Posted On: Mar 16, 2021
Amazon SageMaker now supports deploying multiple containers on real-time endpoints for low latency inferences and invoking them independently for each request. This new capability enables you to run up to five different machine learning (ML) models and frameworks on a single endpoint and save up to 80% in costs. This option is ideal when you have multiple ML models with similar resource needs and when individual models don't have sufficient traffic to utilize the full capacity of the endpoint instances. For example, if you have a set of ML models that are invoked infrequently or at different times, or if you have dev/test endpoints.
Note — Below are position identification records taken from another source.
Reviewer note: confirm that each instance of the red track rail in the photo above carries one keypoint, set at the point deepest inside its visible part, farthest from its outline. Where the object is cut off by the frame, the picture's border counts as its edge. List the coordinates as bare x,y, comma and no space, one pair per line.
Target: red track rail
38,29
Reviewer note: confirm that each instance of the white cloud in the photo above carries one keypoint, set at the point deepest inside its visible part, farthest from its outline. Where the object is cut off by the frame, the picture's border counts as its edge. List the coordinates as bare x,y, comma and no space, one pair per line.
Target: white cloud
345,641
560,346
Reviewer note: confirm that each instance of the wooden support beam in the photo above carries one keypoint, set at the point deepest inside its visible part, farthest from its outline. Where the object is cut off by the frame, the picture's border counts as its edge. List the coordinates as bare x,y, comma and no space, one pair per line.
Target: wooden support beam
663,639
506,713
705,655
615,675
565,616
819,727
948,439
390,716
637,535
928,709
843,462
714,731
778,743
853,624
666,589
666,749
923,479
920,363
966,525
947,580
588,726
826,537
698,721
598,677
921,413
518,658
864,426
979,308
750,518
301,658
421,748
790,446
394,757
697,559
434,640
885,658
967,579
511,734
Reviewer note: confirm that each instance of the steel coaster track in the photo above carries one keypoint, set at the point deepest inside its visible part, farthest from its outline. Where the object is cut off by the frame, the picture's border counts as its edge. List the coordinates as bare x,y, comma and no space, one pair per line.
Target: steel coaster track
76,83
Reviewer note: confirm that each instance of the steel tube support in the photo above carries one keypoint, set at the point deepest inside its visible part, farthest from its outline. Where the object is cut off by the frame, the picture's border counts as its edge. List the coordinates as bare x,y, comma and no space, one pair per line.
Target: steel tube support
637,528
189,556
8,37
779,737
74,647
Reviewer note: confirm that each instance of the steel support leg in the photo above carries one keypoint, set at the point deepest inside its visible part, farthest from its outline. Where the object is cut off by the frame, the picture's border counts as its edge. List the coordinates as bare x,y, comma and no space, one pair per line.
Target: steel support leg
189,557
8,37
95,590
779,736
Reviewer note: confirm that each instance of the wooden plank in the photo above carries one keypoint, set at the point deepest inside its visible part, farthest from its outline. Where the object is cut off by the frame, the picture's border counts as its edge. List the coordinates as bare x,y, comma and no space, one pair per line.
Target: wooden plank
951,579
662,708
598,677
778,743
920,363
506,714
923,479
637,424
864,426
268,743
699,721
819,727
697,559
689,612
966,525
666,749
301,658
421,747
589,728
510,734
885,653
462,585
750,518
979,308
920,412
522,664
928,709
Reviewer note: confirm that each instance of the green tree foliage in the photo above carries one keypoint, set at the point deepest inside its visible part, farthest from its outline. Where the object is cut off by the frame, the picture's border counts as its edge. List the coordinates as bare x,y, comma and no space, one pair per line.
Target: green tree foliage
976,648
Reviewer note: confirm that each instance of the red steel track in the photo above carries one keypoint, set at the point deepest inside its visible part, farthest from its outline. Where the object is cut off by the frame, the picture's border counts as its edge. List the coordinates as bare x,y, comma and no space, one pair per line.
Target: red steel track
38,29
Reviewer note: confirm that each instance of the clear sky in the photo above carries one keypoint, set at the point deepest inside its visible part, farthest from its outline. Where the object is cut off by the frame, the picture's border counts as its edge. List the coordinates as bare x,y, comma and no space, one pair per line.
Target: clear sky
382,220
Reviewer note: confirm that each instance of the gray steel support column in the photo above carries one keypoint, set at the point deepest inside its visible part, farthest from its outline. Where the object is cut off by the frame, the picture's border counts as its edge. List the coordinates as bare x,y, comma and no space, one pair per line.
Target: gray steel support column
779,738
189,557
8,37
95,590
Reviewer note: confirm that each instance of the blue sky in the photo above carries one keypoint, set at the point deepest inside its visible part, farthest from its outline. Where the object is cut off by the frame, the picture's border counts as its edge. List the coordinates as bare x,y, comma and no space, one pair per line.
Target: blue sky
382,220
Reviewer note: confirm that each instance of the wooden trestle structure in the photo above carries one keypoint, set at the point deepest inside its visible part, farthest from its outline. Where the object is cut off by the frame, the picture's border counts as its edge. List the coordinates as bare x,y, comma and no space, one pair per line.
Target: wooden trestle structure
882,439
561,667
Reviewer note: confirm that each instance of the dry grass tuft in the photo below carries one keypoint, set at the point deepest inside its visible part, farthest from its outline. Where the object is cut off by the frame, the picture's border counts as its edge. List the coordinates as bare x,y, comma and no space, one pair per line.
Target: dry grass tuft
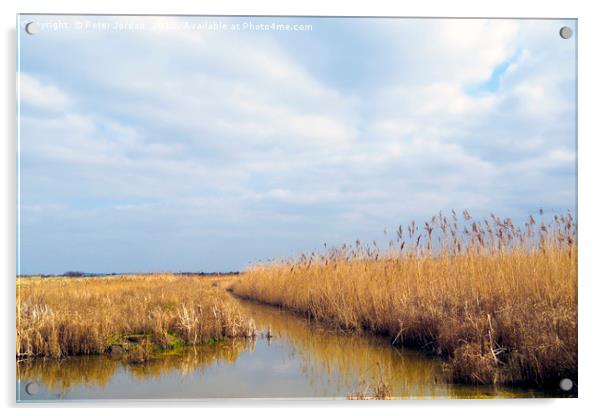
57,317
497,300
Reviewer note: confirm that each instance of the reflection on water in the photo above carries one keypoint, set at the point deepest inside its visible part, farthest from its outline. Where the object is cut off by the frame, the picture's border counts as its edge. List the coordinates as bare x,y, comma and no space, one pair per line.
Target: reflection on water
298,360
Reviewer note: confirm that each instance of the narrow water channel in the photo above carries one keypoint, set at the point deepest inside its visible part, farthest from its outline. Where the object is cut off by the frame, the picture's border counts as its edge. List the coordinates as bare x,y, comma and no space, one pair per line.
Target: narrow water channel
297,360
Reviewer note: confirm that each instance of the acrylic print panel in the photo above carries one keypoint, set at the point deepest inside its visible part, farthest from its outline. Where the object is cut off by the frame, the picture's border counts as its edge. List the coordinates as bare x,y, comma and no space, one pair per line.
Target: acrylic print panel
292,207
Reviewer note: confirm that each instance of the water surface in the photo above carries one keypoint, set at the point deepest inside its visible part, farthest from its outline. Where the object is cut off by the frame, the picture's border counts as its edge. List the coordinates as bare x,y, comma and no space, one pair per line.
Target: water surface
299,360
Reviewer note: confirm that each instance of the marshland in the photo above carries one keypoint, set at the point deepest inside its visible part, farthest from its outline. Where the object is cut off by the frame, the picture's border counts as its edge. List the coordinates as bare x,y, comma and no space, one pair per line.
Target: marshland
454,307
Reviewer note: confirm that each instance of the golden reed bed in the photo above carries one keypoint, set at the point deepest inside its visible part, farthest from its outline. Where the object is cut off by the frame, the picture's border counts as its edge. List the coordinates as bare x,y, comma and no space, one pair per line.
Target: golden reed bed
66,316
499,301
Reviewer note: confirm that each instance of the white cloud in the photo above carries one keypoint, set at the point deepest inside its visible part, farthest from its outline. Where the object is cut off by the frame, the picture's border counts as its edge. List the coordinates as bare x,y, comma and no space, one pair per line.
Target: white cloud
41,95
180,135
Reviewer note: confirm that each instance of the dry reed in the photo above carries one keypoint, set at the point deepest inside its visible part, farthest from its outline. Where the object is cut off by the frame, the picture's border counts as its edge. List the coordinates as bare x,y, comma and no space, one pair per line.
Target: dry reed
67,316
498,301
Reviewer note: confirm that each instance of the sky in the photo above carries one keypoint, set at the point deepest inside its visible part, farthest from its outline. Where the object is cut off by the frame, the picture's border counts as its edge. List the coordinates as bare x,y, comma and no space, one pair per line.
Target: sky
152,144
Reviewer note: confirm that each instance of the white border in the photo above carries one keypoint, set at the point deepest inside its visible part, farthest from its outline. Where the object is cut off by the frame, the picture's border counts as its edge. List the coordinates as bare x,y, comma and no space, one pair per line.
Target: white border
590,208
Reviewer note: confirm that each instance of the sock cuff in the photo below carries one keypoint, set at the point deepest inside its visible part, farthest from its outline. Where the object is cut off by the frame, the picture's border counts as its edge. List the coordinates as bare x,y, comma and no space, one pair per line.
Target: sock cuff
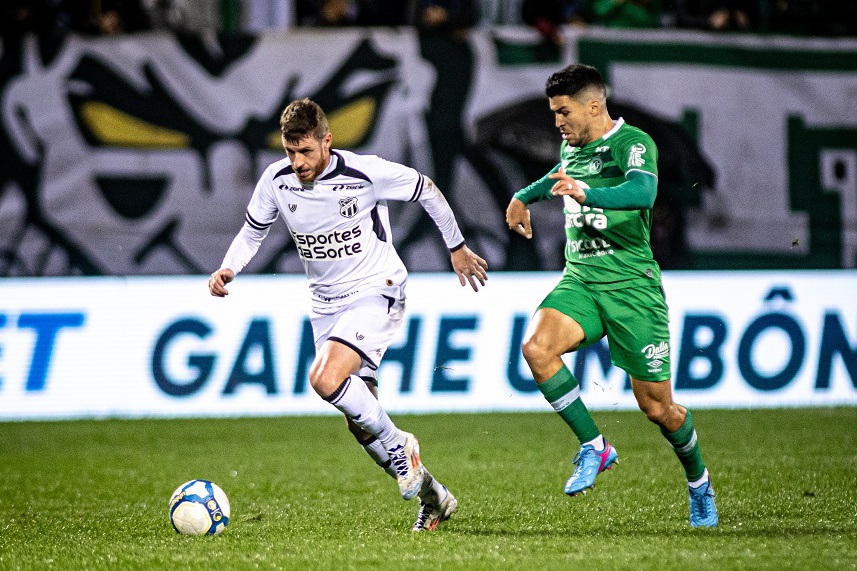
561,383
683,435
To use this feature, you need to specify the list of containers along with the trained models that should be deployed on an endpoint and select the “Direct” inference execution mode which instructs SageMaker that the models will be accessed independently. To make an inference against a specific model, invoke the endpoint and specify the name of the container in the request header. You can secure inference requests to each container in the direct invocation mode by specifying condition keys and also get per container metrics in Amazon CloudWatch.
You can also execute the containers on multi-container endpoints sequentially (i.e. Inference Pipelines) for each inference if you want to pre/post process requests when making inferences or if you want to run a set of ML models sequentially. This capability is already supported as the default behavior of the multi-container endpoints or can be enabled by setting the inference execution mode as “Serial.”